Member of Delhi Legislative Assembly
- In office 2013–2014
- Preceded by: Bijender Singh
- Succeeded by: Raghuvinder Shokeen
- Constituency: Nangloi Jat (AC-11)

Member of Delhi Legislative Assembly
- In office 2008–2013
- Preceded by: New seat
- Succeeded by: Raghuvinder Shokeen
- Constituency: Mundka (AC-08)

President of Outer Delhi BJP
- Incumbent
- Assumed office 2017

Personal details
- Born: 7 July 1967 (age 58) Delhi, India
- Party: Bharatiya Janata Party (BJP)

= Manoj Kumar Shokeen =

Indian politician (born 1967)

Manoj Kumar Shokeen (born 7 July 1967) is an Indian politician from the Bharatiya Janata Party (BJP) and a member of the Delhi Legislative Assembly from Nangloi Jat (AC-11) since 2025. He defeated Aam Aadmi Party's Transport Minister, Raghuvinder Shokeen, by a margin of 26,251 votes in the 2025 Delhi Legislative Assembly elections.

== Political career ==
Manoj Kumar Shokeen has been elected to the Delhi Legislative Assembly three times, making him a seasoned politician.
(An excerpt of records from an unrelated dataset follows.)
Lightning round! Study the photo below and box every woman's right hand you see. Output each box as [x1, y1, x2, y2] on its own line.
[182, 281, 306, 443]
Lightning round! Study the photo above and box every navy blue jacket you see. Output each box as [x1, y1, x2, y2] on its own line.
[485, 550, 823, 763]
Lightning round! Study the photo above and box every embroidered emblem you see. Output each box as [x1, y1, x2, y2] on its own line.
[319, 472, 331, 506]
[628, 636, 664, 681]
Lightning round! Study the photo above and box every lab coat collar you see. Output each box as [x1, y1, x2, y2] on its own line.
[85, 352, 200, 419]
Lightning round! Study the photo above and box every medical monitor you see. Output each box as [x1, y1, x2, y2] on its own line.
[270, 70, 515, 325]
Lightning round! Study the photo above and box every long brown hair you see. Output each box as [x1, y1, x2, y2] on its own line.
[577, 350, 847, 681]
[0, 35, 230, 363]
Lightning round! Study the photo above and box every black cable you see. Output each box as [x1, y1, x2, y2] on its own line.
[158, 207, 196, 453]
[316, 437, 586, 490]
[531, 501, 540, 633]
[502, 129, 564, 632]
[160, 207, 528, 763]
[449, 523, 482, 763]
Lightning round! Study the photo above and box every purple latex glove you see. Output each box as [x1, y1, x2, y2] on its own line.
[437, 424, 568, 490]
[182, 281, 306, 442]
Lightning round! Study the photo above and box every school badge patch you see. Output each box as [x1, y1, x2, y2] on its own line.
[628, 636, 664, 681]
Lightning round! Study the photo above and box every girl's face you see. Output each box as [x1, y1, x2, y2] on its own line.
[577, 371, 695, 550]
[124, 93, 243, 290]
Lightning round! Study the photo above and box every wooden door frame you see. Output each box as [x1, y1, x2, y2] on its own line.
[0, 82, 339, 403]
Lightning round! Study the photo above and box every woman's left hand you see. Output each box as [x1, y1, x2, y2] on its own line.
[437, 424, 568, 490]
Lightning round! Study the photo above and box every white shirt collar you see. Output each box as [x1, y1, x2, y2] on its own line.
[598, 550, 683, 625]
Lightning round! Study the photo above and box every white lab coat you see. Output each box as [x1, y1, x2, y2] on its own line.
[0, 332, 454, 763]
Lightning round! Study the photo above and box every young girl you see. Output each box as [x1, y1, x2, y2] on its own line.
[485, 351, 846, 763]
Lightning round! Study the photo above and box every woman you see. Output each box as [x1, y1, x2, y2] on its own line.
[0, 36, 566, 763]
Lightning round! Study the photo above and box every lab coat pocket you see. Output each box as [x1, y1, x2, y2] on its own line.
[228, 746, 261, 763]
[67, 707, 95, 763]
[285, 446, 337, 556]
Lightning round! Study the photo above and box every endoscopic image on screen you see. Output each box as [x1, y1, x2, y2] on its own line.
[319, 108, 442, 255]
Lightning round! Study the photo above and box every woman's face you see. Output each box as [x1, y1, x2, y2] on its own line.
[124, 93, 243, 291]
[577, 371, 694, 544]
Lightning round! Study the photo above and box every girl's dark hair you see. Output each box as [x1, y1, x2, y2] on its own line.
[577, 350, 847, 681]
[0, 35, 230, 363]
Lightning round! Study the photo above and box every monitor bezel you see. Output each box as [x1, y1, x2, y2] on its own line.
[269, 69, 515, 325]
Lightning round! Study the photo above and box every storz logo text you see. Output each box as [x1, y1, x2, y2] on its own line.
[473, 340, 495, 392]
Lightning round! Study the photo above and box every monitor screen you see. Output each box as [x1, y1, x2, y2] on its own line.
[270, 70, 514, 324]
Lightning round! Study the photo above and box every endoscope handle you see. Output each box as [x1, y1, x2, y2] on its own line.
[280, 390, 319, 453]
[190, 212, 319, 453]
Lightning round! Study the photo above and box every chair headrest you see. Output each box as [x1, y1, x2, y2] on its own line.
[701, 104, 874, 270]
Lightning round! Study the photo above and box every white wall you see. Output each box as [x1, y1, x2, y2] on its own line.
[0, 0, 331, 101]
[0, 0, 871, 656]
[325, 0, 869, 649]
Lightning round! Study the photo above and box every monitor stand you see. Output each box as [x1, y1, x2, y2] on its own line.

He holds the distinction of being elected from two different Assembly Constituencies:

- Mundka (AC-08) in 2008
- Nangloi Jat (AC-11) in 2013 and 2025

Shokeen has also served as the President of Outer Delhi BJP since 2017.

== Electoral history ==
- 2025: Elected MLA from Nangloi Jat (AC-11), defeating Raghuvinder Shokeen (AAP) by 26,251 votes.
- 2013: Elected MLA from Nangloi Jat (AC-11), defeating Bijender Singh (INC) by about 11,000 votes.
- 2008: Elected MLA from Mundka (AC-08), defeating Prem Chander Kaushik (INC) by about 15,000 votes.
- 1997-2002: Served as a municipal councillor from Nangloi.
- 2015: Lost to Raghuvinder Shokeen (AAP) in the Delhi Assembly elections.